You can call your skills, feats, and class features whatever your character would call them. Lidda, the halfling rogue, talks about “footpaddin’” rather than about “moving silently”, so her player writes “Footpaddin’” down on her character sheet to stand for the Move Silently skill. Ember, the monk, calls her Move Silently skill “Rice Paper Walk.”

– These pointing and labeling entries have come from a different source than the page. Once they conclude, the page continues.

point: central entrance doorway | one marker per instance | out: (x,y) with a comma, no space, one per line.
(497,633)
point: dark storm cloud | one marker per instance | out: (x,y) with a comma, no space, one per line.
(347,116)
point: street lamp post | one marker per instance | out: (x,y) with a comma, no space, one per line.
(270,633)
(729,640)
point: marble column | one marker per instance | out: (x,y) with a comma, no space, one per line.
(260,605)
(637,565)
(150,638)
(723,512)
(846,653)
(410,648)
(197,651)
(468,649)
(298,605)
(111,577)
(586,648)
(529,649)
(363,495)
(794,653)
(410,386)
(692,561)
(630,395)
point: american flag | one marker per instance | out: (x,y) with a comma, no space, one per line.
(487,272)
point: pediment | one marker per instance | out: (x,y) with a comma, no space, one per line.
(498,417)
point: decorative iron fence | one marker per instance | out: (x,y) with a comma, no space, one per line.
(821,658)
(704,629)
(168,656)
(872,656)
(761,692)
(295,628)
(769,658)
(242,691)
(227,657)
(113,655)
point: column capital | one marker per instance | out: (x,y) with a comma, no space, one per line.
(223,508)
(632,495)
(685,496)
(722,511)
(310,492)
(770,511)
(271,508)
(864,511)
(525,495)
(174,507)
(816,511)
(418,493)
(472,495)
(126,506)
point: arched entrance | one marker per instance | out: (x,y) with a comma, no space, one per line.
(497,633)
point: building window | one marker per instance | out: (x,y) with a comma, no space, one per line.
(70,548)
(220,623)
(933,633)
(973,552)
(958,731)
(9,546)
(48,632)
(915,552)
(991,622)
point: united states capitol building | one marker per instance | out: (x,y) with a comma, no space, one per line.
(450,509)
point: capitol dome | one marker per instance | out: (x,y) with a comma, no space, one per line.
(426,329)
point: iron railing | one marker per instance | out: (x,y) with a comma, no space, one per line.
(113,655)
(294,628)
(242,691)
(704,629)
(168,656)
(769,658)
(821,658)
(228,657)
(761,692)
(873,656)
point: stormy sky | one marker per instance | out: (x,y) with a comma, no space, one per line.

In rare cases, selling can provide more than flavor. When the selling begins to affect the character, for good or bad, that’s when it’s really taken hold. In my first campaign we had a character, Gary “Smasher” Stubblefield. He was a rogue/fighter who specialized in charging and grappling, which was a lot to process for somebody who was only fifth-level but we were young and we went with it. Near the end of the campaign we had this exchange:

Gary: I want to attack that guy, and I have higher ground.
DM: Okay, but you’re standing on a crate, and you use unarmed strikes. You’re going to have a hard time reaching him without going prone, unless you kick him.
Gary: Of course I kick him. I’ve been doing kicks exclusively this entirely campaign.
DM: …What?
Gary: I said in the first session I always kick with my unarmed strikes.
DM: I don’t remember you saying that.
Gary: But I did.
Other PC: I also remember this.
DM: But you’re a grappler! You grapple with arms! You haven’t described your normal attacks as a kick once!
Gary: My charging attack is named “flying kick”!
DM: So is Liu Kang’s! He still punches!

In the end he made the attack and whiffed anyway.

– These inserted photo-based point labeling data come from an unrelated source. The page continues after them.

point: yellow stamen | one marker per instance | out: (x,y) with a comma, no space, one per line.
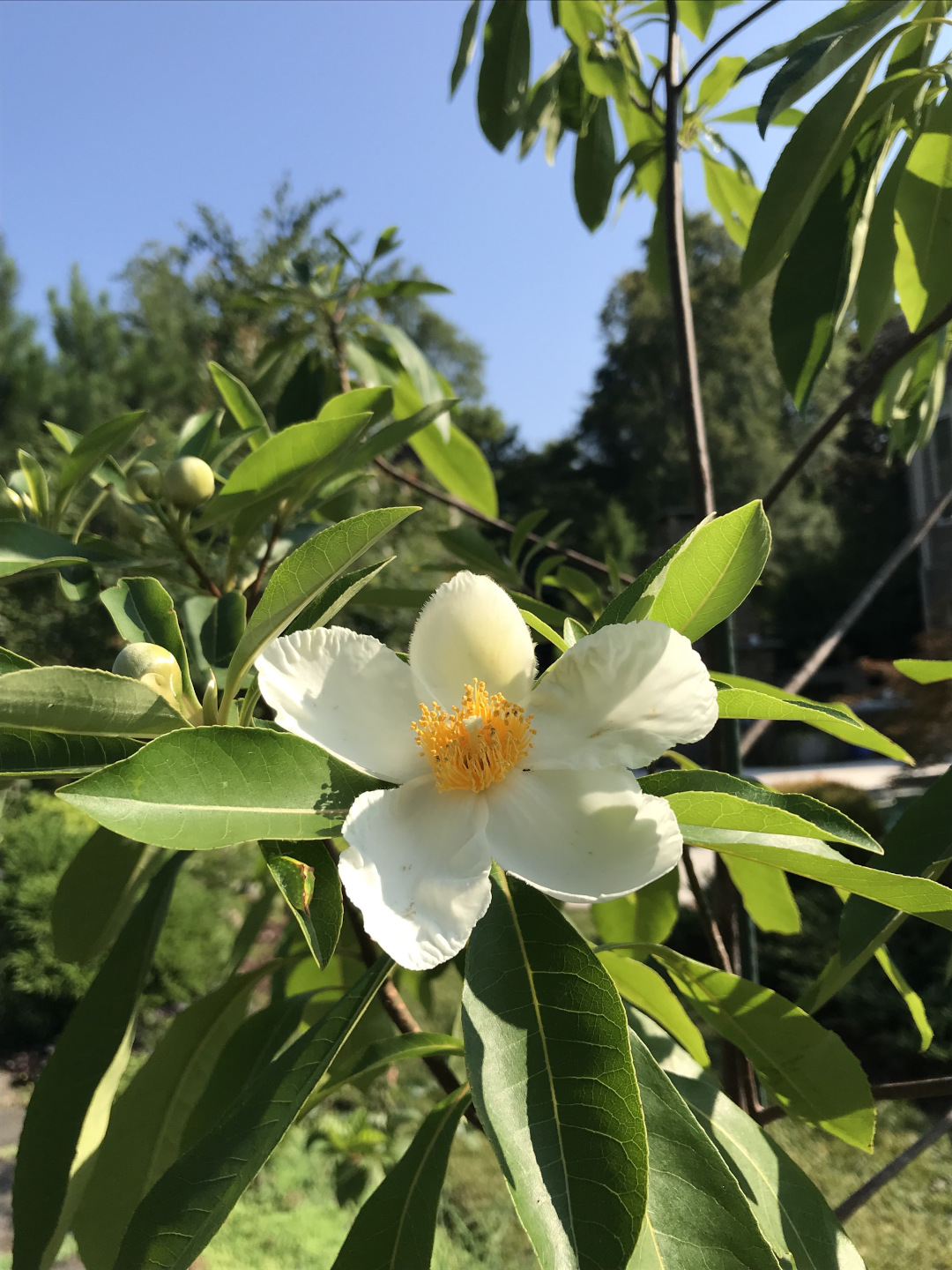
(478,742)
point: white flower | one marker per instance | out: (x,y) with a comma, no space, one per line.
(536,778)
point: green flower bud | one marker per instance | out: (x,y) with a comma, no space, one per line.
(144,482)
(188,482)
(153,666)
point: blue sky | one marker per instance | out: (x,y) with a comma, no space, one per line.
(118,116)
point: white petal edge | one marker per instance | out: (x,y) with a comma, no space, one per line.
(469,630)
(346,692)
(418,866)
(621,696)
(583,836)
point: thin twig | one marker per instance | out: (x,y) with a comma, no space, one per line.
(723,41)
(254,589)
(871,378)
(856,609)
(934,1087)
(894,1168)
(707,920)
(695,430)
(467,510)
(394,1004)
(187,554)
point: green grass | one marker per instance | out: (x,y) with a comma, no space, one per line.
(290,1221)
(288,1218)
(909,1222)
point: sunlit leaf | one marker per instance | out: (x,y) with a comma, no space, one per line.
(208,788)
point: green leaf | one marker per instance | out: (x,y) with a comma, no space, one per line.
(814,285)
(33,755)
(646,915)
(750,698)
(712,798)
(913,1001)
(398,433)
(14,661)
(712,573)
(544,629)
(923,219)
(918,897)
(25,546)
(301,576)
(222,629)
(335,597)
(145,612)
(190,1200)
(810,1071)
(95,894)
(292,455)
(146,1127)
(594,168)
(874,288)
(766,895)
(810,158)
(553,1080)
(791,1212)
(68,698)
(242,1058)
(208,788)
(36,484)
(733,196)
(458,464)
(697,16)
(68,1085)
(380,1056)
(718,83)
(244,407)
(504,74)
(811,63)
(309,882)
(306,389)
(198,435)
(397,1226)
(90,451)
(648,990)
(919,841)
(716,1226)
(923,671)
(854,13)
(467,46)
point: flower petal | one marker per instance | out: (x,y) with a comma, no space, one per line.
(471,630)
(417,866)
(582,834)
(621,696)
(349,693)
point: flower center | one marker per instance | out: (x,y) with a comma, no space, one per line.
(478,742)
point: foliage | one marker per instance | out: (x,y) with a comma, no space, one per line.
(259,516)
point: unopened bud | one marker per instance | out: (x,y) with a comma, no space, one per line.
(153,666)
(188,482)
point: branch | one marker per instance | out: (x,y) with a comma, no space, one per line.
(394,1004)
(856,609)
(895,1166)
(467,510)
(723,41)
(871,378)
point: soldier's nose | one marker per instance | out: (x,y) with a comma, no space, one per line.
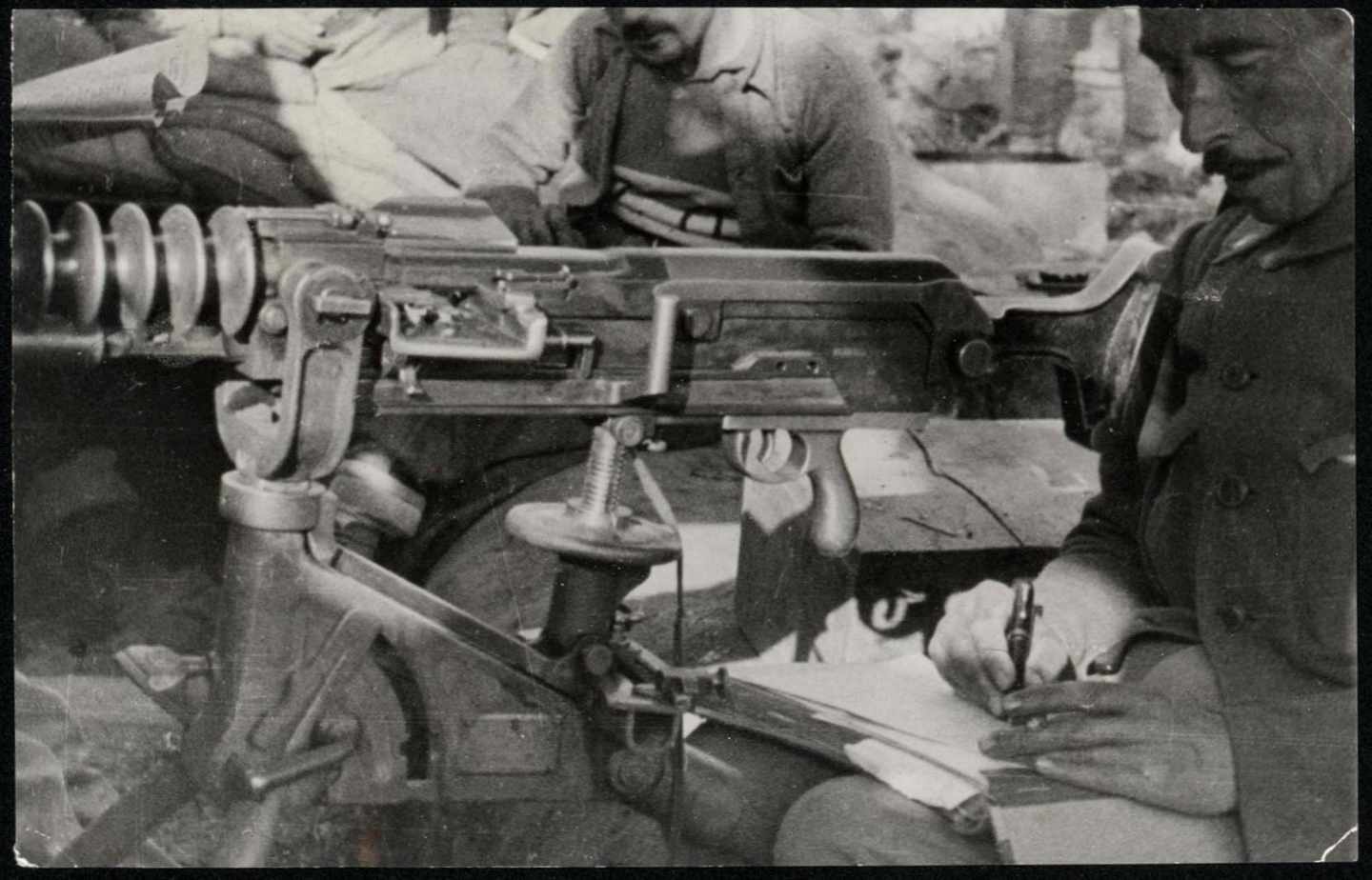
(1207,115)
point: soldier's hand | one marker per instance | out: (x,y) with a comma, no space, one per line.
(1124,739)
(532,222)
(969,646)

While this might be a weak example, in that the character description absolved a character of an arbitrary penalty rather than giving him a proper benefit, it’s not hard to think of similar situations. A neat-freak wizard who always uses prestidigitation to clean up after himself might be harder for the enemy ranger to track. The easily-distracted bard might not be looking where she’s going, which means she doesn’t have to make a save when the party turns the corner and finds a medusa. Selling is the difference among “I walk down the corridor”, “I sneak down the corridor”, and “I crawl down the corridor, inch by inch, looking for traps.” A sufficiently clear or thorough characterization should rightly give a character some bonus on appropriate checks (or allow a check he might not be able to make otherwise), even when a player brings up that characterization specifically looking for a reward.

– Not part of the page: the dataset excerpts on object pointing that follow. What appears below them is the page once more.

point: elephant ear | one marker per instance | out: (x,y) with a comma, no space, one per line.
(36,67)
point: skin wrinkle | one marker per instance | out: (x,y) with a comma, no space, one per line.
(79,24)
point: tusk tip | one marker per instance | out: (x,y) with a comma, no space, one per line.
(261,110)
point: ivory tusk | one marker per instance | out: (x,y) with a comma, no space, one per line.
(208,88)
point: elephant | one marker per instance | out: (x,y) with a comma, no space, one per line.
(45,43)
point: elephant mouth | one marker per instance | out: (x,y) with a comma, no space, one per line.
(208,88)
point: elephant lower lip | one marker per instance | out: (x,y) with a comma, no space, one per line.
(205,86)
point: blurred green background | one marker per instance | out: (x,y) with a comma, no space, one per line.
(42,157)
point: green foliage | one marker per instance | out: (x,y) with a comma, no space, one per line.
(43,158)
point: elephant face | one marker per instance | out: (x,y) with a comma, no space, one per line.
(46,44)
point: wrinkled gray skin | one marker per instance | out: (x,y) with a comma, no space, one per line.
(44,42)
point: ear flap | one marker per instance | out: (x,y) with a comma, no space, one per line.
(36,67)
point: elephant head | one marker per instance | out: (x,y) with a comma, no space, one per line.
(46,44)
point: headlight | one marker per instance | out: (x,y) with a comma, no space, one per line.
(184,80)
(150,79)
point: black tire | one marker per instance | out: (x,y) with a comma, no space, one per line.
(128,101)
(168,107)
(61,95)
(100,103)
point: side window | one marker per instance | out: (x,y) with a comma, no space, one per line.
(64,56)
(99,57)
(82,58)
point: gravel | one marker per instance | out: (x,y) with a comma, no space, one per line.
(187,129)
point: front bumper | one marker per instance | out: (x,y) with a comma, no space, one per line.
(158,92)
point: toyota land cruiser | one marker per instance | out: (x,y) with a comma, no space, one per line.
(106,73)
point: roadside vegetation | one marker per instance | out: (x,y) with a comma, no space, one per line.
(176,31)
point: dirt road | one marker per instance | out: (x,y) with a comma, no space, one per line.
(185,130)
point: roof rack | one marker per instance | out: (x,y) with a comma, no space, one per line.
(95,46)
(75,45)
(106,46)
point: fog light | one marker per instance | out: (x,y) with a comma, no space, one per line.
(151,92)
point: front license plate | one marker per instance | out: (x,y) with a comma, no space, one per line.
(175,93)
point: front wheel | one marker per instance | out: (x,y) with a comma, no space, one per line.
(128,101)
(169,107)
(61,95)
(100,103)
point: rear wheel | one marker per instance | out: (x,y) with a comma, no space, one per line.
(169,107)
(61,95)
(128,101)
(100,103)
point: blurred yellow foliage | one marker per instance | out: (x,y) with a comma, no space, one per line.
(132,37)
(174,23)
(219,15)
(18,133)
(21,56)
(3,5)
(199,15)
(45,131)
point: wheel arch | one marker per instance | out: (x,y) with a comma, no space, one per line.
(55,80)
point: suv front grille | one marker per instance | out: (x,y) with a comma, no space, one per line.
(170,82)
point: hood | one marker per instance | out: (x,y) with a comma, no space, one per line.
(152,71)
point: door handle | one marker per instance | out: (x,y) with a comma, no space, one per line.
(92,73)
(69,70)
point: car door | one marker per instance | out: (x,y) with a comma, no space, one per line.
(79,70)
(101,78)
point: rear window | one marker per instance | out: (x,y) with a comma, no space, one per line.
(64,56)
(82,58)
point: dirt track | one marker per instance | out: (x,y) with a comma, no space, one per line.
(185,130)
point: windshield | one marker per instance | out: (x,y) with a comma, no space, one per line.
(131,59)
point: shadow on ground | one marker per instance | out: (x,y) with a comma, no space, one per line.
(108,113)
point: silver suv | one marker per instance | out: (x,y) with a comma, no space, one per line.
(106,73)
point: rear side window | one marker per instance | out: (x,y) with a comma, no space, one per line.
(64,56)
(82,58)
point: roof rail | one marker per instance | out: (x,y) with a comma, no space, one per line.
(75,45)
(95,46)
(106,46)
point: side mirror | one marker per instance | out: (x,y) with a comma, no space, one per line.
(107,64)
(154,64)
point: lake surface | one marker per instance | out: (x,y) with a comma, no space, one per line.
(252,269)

This also goes the other way. The entire campaign shouldn’t pivot on how a character sells themselves unless everybody agrees that’s something they want, but selling also shouldn’t exist solely for advantages. A character who talks to himself in tense situations gets a penalty to Stealth checks when he scales the castle walls. A heavy sleeper gets a penalty to initiative when the party is attacked in the middle of the night. Good characterization isn’t forgotten the moment it becomes inconvenient, and a DM should work both the good and bad traits of a PC into the game somehow. When a player gives their character a specific trait or quirk, it means they want to play that trait or quirk in-game, not declare it on a character sheet and ignore it thereafter.

Any game can be separated into “rules” and “things that are not rules”. Selling is how a player presents the latter category in a way that affects the former category. Its goal is to reconcile conflicts between the two; a player can say her fighter is cruel and heartless, but if she also has absurdly high modifiers on Persuasion and Medicine checks, how she bridges that gap says a lot about her and her character. It’s optional in that nothing in the rules requires it. But it builds characters, helps form memorable moments, increases immersion, supports story arcs, and even gives power-gaming players leverage to work their magic, and it’s explicitly recommended by the official books. It’s the “role-playing” part of the “role-playing game”, and without it D&D is just gambling and accounting.